Let’s have a little catch up with how the Crooks are doing on this little adventure of ours, shall we.
We’ve been in Egypt for one and a half months now and I am thrilled to announce that we are all a lot thinner. I can’t say it’s because we’re eating less or any healthier because our diet at home was pretty good. You really can’t beat all the fresh, locally grown produce and foraged, nutrient-dense plants from our little corner of rural France. It could be the heat but then we’ve been in hot places before and actually put on weight (*cough* Tortola). Perhaps it’s just the vibes – when in doubt always blame the vibes, in the end the root of all things is energy, so they say. Perhaps our bodies recognise we’re where we’re meant to be. Perhaps we’re happy.
At least, I’m happy and I’m pretty sure mum is too. We both feel quite at home in Egypt and feel the flow of purpose as the threads align for our path to open up. Dad finds it all a little too different but he is stoically letting himself be swept along on the ride with us. His sense of adventure is being stretched to the max and his desire for stability and predictability gnaws away at him. I understand that and can sympathise. After years of shouldering the responsibility of his family, it’s hard to unwind and trust Life has your back, especially somewhere as different as Egypt.

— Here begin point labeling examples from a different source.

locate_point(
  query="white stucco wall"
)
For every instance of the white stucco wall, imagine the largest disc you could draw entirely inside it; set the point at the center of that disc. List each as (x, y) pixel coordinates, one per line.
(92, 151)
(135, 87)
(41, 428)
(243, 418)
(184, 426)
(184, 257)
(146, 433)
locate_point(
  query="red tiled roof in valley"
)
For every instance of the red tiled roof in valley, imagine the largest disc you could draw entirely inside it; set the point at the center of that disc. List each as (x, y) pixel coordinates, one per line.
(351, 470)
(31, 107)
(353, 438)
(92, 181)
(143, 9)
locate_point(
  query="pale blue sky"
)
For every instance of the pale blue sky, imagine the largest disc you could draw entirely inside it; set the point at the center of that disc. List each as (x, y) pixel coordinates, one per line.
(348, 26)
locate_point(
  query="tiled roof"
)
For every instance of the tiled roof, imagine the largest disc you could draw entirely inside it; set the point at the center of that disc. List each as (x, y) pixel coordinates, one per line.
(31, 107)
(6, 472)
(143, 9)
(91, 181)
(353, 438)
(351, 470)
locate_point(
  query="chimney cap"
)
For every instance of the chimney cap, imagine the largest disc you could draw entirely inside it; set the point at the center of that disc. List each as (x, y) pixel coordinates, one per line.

Eli is quite content to be here so long as we are working towards a business and he can go back to the BVI once a year to see his friends. He loves the idea of having a retreat business and I can watch his mind whirring, dreaming up plans and drawing up budgets (thank God someone is thinking about budgets).
Out of all of us, he is the most business minded and I have no idea where that comes from. I don’t know whether it’s because his middle name is Moneta (coin in Italian) or he’s just wired that way but his mind always seems to bend towards money. He thinks about it, he talks about it, he’s continuously thinking up ways to make money - pity he doesn’t put any of his plans into action. So far, his interest ends at thinking and talking about it. I’m counting on that changing soon so he can look after me in my middle age.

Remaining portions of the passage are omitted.